Il numero delle vittime italiane rimarrà imprecisato. I partigiani jugoslavi di Josip Broz Tito le presero perché italiane, nella Venezia Giulia, il Quarnaro e la Dalmazia, e le gettarono in profonde insenature, denominate Foibe. Le precipitarono vive, legate, i vivi con i morti, a morire per la caduta o più lentamente e atrocemente. Quel che si ritrovò non era contabilizzabile e ci si dovette accomodare alle stime: fra le 3 e le 5mila persone, fino a 11mila. La popolazione italiana fuggì da quei luoghi e da quelle città, che avevano nomi e storie italiane, lasciandosi alle spalle i morti e la propria vita. All’incirca 350mila persone.
I partigiani di Tito combattevano il nazifascismo, al fianco delle potenze vincitrici della Seconda guerra mondiale. Ed erano comunisti. Allora ortodossi, più tardi disallineati. Questo portò non solo i comunisti italiani a negare il fatto storico in sé, ma anche tanta storiografia a sottovalutarne la portata. I più scelsero di tacere, onorando con la viltà la propria inutilità.

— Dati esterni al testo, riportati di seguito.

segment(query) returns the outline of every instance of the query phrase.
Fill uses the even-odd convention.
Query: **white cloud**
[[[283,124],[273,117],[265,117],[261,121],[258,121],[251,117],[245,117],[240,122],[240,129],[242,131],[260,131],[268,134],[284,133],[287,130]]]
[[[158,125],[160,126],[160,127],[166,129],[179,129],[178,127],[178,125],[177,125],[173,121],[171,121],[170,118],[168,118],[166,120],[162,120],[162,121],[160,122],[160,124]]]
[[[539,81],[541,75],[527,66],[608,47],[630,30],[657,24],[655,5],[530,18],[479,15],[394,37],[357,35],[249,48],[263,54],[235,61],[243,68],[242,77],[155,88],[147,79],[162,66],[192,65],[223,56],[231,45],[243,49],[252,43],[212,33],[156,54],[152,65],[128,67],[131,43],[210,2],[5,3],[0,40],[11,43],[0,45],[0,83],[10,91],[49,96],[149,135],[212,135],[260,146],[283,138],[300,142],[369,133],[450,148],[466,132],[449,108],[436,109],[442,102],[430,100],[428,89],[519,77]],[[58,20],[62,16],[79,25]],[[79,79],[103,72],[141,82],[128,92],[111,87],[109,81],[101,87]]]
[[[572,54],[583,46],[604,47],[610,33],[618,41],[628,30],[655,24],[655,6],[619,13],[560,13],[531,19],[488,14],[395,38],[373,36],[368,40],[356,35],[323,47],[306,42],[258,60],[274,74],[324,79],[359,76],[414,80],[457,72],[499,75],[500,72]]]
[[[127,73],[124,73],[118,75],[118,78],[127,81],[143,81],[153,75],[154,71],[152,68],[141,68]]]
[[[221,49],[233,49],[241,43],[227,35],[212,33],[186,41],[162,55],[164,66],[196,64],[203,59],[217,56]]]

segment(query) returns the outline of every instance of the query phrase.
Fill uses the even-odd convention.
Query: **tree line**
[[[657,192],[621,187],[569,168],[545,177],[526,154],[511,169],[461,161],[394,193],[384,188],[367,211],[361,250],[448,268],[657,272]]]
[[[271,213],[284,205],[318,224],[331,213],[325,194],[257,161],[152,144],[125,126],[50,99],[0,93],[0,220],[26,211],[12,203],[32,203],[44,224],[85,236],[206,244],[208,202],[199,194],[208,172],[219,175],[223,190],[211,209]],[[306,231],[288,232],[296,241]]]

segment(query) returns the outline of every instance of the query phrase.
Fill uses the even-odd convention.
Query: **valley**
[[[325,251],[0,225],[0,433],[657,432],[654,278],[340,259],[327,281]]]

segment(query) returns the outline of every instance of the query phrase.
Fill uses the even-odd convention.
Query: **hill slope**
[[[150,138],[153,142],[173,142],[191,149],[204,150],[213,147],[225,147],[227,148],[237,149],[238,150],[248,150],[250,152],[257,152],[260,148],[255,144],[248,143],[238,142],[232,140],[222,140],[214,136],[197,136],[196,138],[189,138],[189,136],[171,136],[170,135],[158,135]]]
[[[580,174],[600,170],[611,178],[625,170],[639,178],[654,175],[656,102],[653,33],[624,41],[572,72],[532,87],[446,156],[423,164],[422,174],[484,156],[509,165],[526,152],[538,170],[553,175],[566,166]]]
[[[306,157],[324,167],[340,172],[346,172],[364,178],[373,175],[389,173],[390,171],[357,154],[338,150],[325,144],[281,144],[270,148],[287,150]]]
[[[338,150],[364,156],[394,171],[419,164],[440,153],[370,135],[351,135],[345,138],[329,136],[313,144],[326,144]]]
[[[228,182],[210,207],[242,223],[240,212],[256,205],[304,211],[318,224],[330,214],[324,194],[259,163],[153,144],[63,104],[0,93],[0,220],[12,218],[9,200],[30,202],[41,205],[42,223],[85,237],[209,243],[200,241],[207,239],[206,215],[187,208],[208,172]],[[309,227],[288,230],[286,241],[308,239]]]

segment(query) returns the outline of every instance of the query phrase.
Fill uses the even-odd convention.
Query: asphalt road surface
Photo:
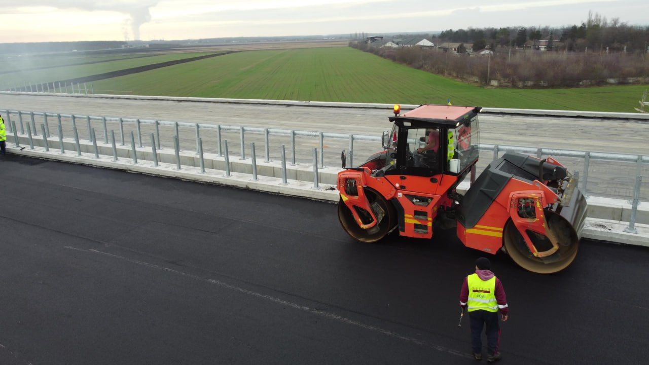
[[[480,255],[352,240],[336,205],[8,156],[0,363],[471,364],[459,286]],[[541,276],[492,257],[502,364],[640,364],[649,250],[583,242]]]

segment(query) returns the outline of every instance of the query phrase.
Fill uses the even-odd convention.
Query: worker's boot
[[[498,361],[498,360],[500,360],[501,357],[502,357],[502,356],[500,355],[500,353],[499,352],[495,353],[493,355],[489,355],[487,356],[487,362],[493,362],[495,361]]]

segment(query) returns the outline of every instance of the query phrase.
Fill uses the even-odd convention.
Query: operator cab
[[[424,105],[400,115],[395,105],[392,131],[383,133],[386,165],[375,175],[464,175],[480,155],[480,111]]]

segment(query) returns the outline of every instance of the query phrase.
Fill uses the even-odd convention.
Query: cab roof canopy
[[[455,128],[458,123],[471,120],[478,115],[481,108],[474,107],[454,107],[425,104],[404,113],[402,116],[390,117],[390,121],[402,124],[404,121],[432,124],[445,128]]]

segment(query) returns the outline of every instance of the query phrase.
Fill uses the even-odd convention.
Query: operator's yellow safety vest
[[[455,157],[455,136],[453,136],[452,131],[448,131],[448,160],[450,161]]]
[[[486,310],[498,312],[498,303],[496,301],[496,277],[484,281],[472,273],[467,277],[469,284],[469,301],[467,306],[469,312]]]
[[[5,130],[5,122],[0,118],[0,142],[6,140],[6,131]]]

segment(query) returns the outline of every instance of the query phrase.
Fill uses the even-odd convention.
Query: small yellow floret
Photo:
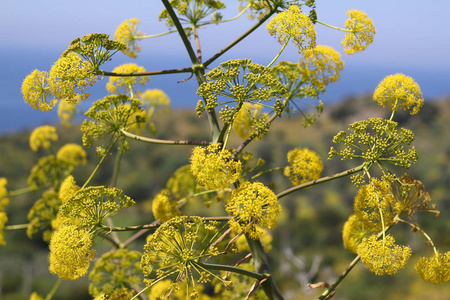
[[[356,252],[367,269],[376,275],[394,275],[411,256],[411,248],[396,245],[390,235],[384,240],[378,240],[376,235],[364,238]]]
[[[51,141],[57,141],[58,134],[56,128],[49,125],[37,127],[31,132],[30,135],[30,148],[33,151],[37,151],[39,148],[49,149],[51,147]]]
[[[377,86],[373,100],[392,111],[411,109],[411,115],[423,105],[422,92],[413,78],[401,73],[386,76]]]
[[[345,29],[351,30],[345,34],[341,44],[348,55],[363,51],[373,42],[375,27],[372,20],[359,10],[349,10],[349,18],[345,21]]]
[[[316,180],[322,173],[320,156],[307,148],[289,151],[287,159],[289,166],[284,169],[284,175],[289,177],[294,185]]]
[[[416,264],[419,276],[428,282],[439,284],[450,280],[450,251],[421,257]]]
[[[137,45],[137,41],[143,35],[142,32],[137,30],[139,23],[139,19],[136,18],[123,21],[114,33],[114,39],[128,47],[128,49],[122,50],[122,53],[132,58],[136,58],[137,53],[142,50]]]
[[[48,73],[34,70],[22,83],[22,95],[32,108],[49,111],[55,106],[55,100],[48,85]]]
[[[316,46],[316,31],[311,19],[298,6],[291,6],[279,13],[267,24],[267,31],[278,39],[281,45],[291,38],[299,51]]]
[[[74,225],[61,226],[50,241],[50,272],[65,280],[84,276],[95,255],[91,246],[87,230]]]
[[[85,165],[87,163],[86,156],[86,151],[77,144],[65,144],[56,153],[57,159],[63,160],[73,166]]]

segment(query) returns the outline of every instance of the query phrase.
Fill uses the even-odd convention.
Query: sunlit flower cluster
[[[436,252],[432,257],[421,257],[416,264],[419,276],[428,282],[439,284],[450,280],[450,251]]]
[[[50,241],[50,272],[65,280],[84,276],[95,255],[91,246],[87,230],[75,225],[61,226]]]
[[[362,158],[370,164],[391,163],[409,168],[417,159],[415,147],[405,151],[405,145],[414,141],[414,133],[406,128],[397,130],[397,122],[382,118],[369,118],[350,125],[349,133],[340,131],[333,143],[343,143],[344,148],[337,151],[331,147],[329,159],[337,155],[344,159]]]
[[[394,275],[411,256],[411,248],[395,244],[390,235],[384,239],[378,239],[376,235],[364,238],[356,252],[363,264],[376,275]]]
[[[56,128],[50,125],[43,125],[36,127],[30,135],[30,148],[33,151],[42,149],[49,149],[52,141],[58,140]]]
[[[101,226],[103,221],[134,201],[117,188],[90,186],[78,190],[60,208],[60,215],[77,219],[80,226]]]
[[[341,44],[345,53],[352,55],[363,51],[373,42],[375,27],[372,20],[359,10],[349,10],[349,18],[345,21],[345,29],[350,30],[345,34]]]
[[[293,185],[316,180],[323,170],[320,156],[307,148],[289,151],[287,160],[289,166],[284,168],[284,175],[289,177]]]
[[[85,165],[87,163],[86,151],[78,144],[65,144],[56,153],[56,158],[63,160],[73,166]]]
[[[418,113],[423,105],[419,85],[401,73],[385,77],[375,89],[373,100],[392,111],[411,109],[412,115]]]
[[[137,18],[123,21],[114,33],[114,39],[128,47],[128,49],[121,50],[122,53],[132,58],[136,58],[137,54],[142,50],[141,47],[137,45],[137,41],[143,35],[143,33],[137,29],[139,23],[140,21]]]
[[[202,184],[210,189],[226,189],[239,179],[242,164],[231,159],[231,152],[219,150],[219,144],[195,147],[191,156],[191,172]]]
[[[258,239],[261,232],[256,225],[263,228],[274,228],[281,206],[275,193],[261,182],[244,182],[233,190],[226,203],[231,227],[236,231],[244,231],[249,237]]]
[[[89,62],[83,61],[77,53],[69,52],[53,64],[48,81],[56,99],[77,103],[79,99],[89,97],[84,91],[97,82],[97,76]]]
[[[144,73],[145,68],[136,64],[123,64],[115,67],[114,73],[135,74]],[[138,91],[137,85],[144,86],[150,77],[148,76],[111,76],[106,84],[106,89],[111,94],[126,94],[131,97]]]
[[[118,249],[104,253],[95,263],[89,273],[89,293],[92,296],[99,294],[109,295],[110,299],[119,293],[130,296],[134,286],[142,282],[142,269],[140,265],[142,254],[139,251]]]
[[[299,51],[316,46],[316,31],[311,19],[298,6],[291,6],[279,13],[267,24],[267,31],[277,38],[281,45],[291,39]]]
[[[22,83],[22,95],[25,102],[32,108],[42,111],[51,110],[57,102],[50,92],[46,71],[34,70],[25,77]]]
[[[217,221],[201,217],[175,217],[163,223],[147,238],[141,267],[152,285],[155,280],[171,279],[163,299],[170,299],[180,286],[186,286],[186,295],[196,291],[196,282],[205,283],[216,277],[201,266],[201,259],[220,254],[214,244],[220,236]],[[156,283],[157,281],[155,281]]]
[[[178,209],[178,202],[170,198],[170,191],[167,189],[162,190],[153,198],[152,212],[155,219],[161,222],[165,222],[181,214]]]

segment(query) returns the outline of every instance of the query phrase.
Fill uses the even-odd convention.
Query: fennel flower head
[[[392,111],[411,109],[411,115],[418,113],[423,105],[417,82],[401,73],[386,76],[375,89],[373,100]]]
[[[281,45],[292,39],[299,52],[316,46],[313,22],[295,5],[275,16],[267,24],[267,31],[271,36],[276,37]]]
[[[229,221],[233,229],[258,239],[261,231],[256,225],[268,229],[275,227],[281,206],[275,193],[261,182],[244,182],[233,190],[226,210],[235,217]]]
[[[51,141],[57,141],[58,134],[56,128],[50,125],[43,125],[35,128],[30,135],[30,148],[37,151],[39,148],[49,149]]]
[[[322,160],[312,150],[293,149],[288,152],[287,159],[289,166],[284,169],[284,175],[289,177],[294,185],[316,180],[322,173]]]
[[[63,225],[50,240],[50,272],[62,279],[73,280],[87,273],[95,251],[91,234],[75,225]]]
[[[350,32],[345,34],[341,44],[348,55],[363,51],[373,42],[375,27],[372,20],[365,13],[359,10],[349,10],[349,18],[345,21],[344,27]]]

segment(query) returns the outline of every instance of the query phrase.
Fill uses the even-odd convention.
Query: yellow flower
[[[4,211],[0,211],[0,245],[6,245],[4,231],[6,222],[8,222],[8,216]]]
[[[311,82],[313,86],[324,87],[339,79],[344,63],[339,52],[332,47],[317,45],[302,54],[303,59],[298,64],[304,81]]]
[[[61,202],[64,204],[69,200],[73,195],[75,195],[76,192],[80,187],[75,182],[75,178],[73,178],[72,175],[69,175],[64,179],[64,181],[61,183],[61,187],[59,188],[59,199],[61,199]]]
[[[85,165],[87,163],[86,151],[77,144],[65,144],[56,153],[56,158],[73,166]]]
[[[450,251],[421,257],[416,264],[419,276],[428,282],[439,284],[450,280]]]
[[[178,202],[169,198],[169,190],[162,190],[152,202],[152,212],[156,219],[166,222],[173,217],[181,215],[178,209]]]
[[[249,138],[257,131],[257,122],[266,122],[267,114],[262,113],[261,104],[244,103],[234,117],[233,128],[243,139]]]
[[[45,71],[34,70],[22,82],[22,95],[25,102],[32,108],[49,111],[57,100],[53,99],[48,85],[48,74]]]
[[[363,264],[376,275],[394,275],[403,268],[411,256],[411,248],[395,244],[395,239],[388,235],[378,240],[376,235],[364,238],[356,252]]]
[[[125,74],[143,73],[145,69],[136,64],[123,64],[114,68],[113,72]],[[148,76],[111,76],[109,77],[109,82],[106,84],[106,89],[111,94],[133,95],[137,91],[135,87],[137,84],[144,86],[149,80],[150,77]]]
[[[75,112],[77,110],[78,103],[79,103],[78,101],[76,103],[71,102],[69,103],[65,100],[59,101],[58,117],[62,125],[66,127],[72,127],[70,121],[73,120],[73,118],[75,118]]]
[[[114,33],[114,39],[128,47],[122,50],[122,53],[132,58],[136,58],[137,53],[142,50],[136,43],[143,35],[141,31],[137,31],[139,23],[139,19],[136,18],[123,21]]]
[[[394,196],[391,193],[391,184],[387,181],[372,179],[369,184],[359,189],[353,208],[361,223],[368,228],[380,231],[394,221],[392,203],[394,203]]]
[[[284,169],[284,175],[289,177],[293,185],[316,180],[322,173],[320,156],[307,148],[289,151],[287,159],[289,166]]]
[[[77,103],[79,99],[89,97],[89,93],[85,93],[84,90],[96,82],[97,77],[91,64],[82,61],[74,52],[61,56],[50,69],[49,85],[52,94],[55,98],[69,103]]]
[[[281,206],[275,193],[261,182],[244,182],[232,192],[226,210],[235,217],[229,221],[233,229],[258,239],[261,232],[255,225],[268,229],[275,227]]]
[[[364,226],[356,215],[351,215],[344,224],[342,230],[342,240],[344,241],[344,248],[356,253],[358,244],[366,237],[372,230]]]
[[[210,189],[225,189],[239,179],[240,161],[230,159],[228,150],[219,150],[218,144],[207,148],[195,147],[191,156],[191,172],[198,183]]]
[[[401,73],[386,76],[375,89],[373,100],[392,111],[411,108],[411,115],[418,113],[423,105],[417,82]]]
[[[5,177],[0,177],[0,210],[5,210],[6,205],[9,204],[7,184],[8,180]]]
[[[30,135],[30,148],[37,151],[39,148],[49,149],[51,141],[57,141],[58,134],[56,128],[49,125],[44,125],[35,128]]]
[[[341,44],[348,55],[363,51],[373,42],[375,27],[372,20],[359,10],[349,10],[350,17],[345,21],[345,29],[351,30],[345,34]]]
[[[50,272],[65,280],[84,276],[95,255],[91,246],[87,230],[75,225],[61,226],[50,240]]]
[[[299,51],[316,46],[314,24],[298,6],[291,6],[274,17],[267,24],[267,31],[271,36],[276,37],[281,45],[292,38]]]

Questa è la scaturigine del problema politico, legato al racconto di quella storia. Era inaccettabile il silenzio, resta inaccettabile la lettura parziale. Tutto, nella storia, va contestualizzato. Anche l’Olocausto va contestualizzato. Ed è ottuso supporre che contestualizzare abbia qualche cosa a che vedere con il giustificare: serve a capire.
Molti italiani furono massacrati perché italiani e perché parlavano l’italiano. Prima furono degli italiani a massacrare chi, in quei luoghi, non era italiano e non parlava la nostra lingua. L’Italia fascista s’avventurò su quella strada per “spezzare le reni alla Grecia”, come tronfio annunciò colui che condusse l’Italia alla rovina materiale e morale: Benito Mussolini. Fu un disastro, cui l’esercito italiano non era preparato. Sarebbe dovuto servire per dimostrare a Hitler di cosa si era capaci, servì a chiarire quanto si era incapaci. Così gli italiani furono soccorsi dall’alleato nazista.
Nello stazionare in quei luoghi gli italiani coprirono le azioni degli Ustascia, croati schierati al fianco dei nazifascisti. Di loro le SS naziste sottolineavano l’eccessiva ferocia e il sadismo. Considerata la fonte della critica sarà bene provare anche solo a immaginare cosa fecero. Quando la guerra ribaltò le forze e gli aggressori furono aggrediti fin dentro i loro paesi e fino alle loro capitali, Berlino e Roma, quel sangue ancora scorreva, chiamandone altro, copioso e di civili inermi, senza distinzione di sesso ed età.
Non si può negare, non si deve tacere l’aggressione etnica. E non si devono truccare le carte. Si deve leggerle tutte e non so se più dolorosa sia la memoria dell’orrore che si praticò o quello che si subì. Una cosa è certa: quel modo di ragionare produsse solo miseria, morte e disonore. Che non stessero da una parte sola peggiora e non migliora le cose. La lezione dovrebbe essere che quel modo di ragionare va ripudiato con ogni forza. Avere a lungo negato le Foibe, supporre di raccontarle fuori dalla loro storia, sono solo modi per riuscire a non capire e non imparare. È questo che ci siamo lasciati alle spalle costruendo quel che non si era mai visto prima: un’Europa senza guerre. Ma non basta averlo alle spalle, serve averlo sempre davanti agli occhi.